Langsung ke konten utama

Belajar Kepada yang Telah Mati


Woks

Sebagai mahluk pembelajar manusia memang punya tingkah unik. Mereka ternyata belajar kepada siapa saja dan apa saja. Maka jelas hasil produk berpikir manusia adalah kebudayaan. Manusia selalu memiliki ide kreatif untuk menyelesaikan segala macam perkara. Terlepas bagaimana cara mereka menempuh penyelesaian itu. 

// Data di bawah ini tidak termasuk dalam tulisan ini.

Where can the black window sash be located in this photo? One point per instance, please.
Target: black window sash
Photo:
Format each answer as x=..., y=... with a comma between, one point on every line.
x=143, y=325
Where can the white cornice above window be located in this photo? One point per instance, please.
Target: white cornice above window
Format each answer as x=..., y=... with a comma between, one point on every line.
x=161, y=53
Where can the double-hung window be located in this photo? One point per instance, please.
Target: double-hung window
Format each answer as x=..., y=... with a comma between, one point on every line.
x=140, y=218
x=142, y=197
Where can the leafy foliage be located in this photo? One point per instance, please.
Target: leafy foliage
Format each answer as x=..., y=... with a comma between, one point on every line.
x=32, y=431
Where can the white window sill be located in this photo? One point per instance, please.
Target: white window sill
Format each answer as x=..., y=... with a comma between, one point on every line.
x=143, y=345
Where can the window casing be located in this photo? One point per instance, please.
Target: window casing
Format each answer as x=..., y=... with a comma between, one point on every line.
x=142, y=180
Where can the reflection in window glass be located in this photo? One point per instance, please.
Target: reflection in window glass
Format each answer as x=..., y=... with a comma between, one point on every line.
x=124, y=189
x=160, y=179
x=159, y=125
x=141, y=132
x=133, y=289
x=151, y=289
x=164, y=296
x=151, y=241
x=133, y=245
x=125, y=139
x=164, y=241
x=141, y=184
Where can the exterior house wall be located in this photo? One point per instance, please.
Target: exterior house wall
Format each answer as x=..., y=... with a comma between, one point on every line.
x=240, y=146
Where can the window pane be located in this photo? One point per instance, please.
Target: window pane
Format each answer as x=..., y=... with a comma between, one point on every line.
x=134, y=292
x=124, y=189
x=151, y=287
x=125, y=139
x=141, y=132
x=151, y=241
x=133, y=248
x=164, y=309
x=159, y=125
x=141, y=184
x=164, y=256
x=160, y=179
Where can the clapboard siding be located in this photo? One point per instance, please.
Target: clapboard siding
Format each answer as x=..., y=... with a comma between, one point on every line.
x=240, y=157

Kadang saat tertimpa masalah orang hidup mudah berpikir mati saja lebih baik, sebab dengan mati mereka akan melupakan segala masalah. Padahal tidak demikian. Justru baik hidup atau mati semua menghadapi masalah yang baru. Maka dari itu lebih baik kita belajar kepada siapa saja tentang banyak hal termasuk kepada mereka yang sudah mati. Dalam sebuah catatan Prof Nasaruddin Umar menulis bahwa Ibnu Arabi' pernah berkata bahwa "sungguh miskin orang yang hanya belajar kepada yang hidup saja". Dari fenomena itulah kita juga tahu bahwa Imam Ghazali sering mengkonfirmasi hadits-hadits kepada Rasulullah saw padahal beliau telah wafat lama, termasuk Ibnu Sina ketika ia kebingungan dalam menghafal dan mengujicoba rumus dan teori-teorinya.

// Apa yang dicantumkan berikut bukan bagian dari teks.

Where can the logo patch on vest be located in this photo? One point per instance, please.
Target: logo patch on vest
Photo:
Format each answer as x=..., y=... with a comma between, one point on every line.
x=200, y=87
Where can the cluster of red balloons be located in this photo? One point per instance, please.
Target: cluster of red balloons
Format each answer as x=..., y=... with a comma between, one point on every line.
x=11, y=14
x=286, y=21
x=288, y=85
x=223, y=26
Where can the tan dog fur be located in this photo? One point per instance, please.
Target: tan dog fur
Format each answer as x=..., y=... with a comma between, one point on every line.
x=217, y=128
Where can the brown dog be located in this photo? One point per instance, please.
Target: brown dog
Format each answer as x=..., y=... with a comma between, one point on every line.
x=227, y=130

Bagaimana kita dapat belajar kepada yang telah mati. Apakah hal itu bisa terjadi, bukankah alam kita telah berbeda. Memang benar tidak semua orang mampu mengakses kehidupan di alam yang berbeda itu. Akan tetapi setidaknya kita dapat mengerti tentang orang mati dan kematian itu sendiri. Sebuah fenomena yang banyak mengandung misteri, di mana, kapan, dalam keadaan apa semua tak ada yang tahu.

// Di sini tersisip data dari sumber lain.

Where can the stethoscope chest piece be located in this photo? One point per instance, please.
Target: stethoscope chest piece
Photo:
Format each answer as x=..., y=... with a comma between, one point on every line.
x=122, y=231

Kematian justru awal dari sebuah kehidupan. Termasuk mati adalah suasana seperti pengantin, begitu kata Rumi. Bahkan pepatah Jawa sering mengingatkan tentang "mati sakjroning urip" bahwa ada kehidupan dalam kematian dan sebaliknya ada kematian dalam hidup. Hal ini percis seperti penimba ilmu dan kebermanfaatan hidup. Filosofinya orang yang bodoh ibarat mayat hidup yang berjalan di atas bumi dan orang berilmu ibarat orang yang terus hidup padahal jasadnya telah terkalang tanah sejak lama. Hal itulah yang disebut kebermanfaatan akan ilmu dan amal sholeh. Termasuk mereka yang mati meninggalkan karya yang hingga hari ini terus hidup. Maka tak salah jika para penulis akan lebih lama abadi ketimbang jasadnya.

Fenomena kematian sampai hari ini masih akan terus menjadi misteri. Bahkan saking tidak inginya mati kalangan ilmuan berlomba-lomba menciptakan alat yang dapat menyangga kehidupan agar lebih lama. Nyatanya semua itu belum juga membuahkan hasil. Lantas apa pula yang dapat kita pelajari dari mereka yang telah tiada. 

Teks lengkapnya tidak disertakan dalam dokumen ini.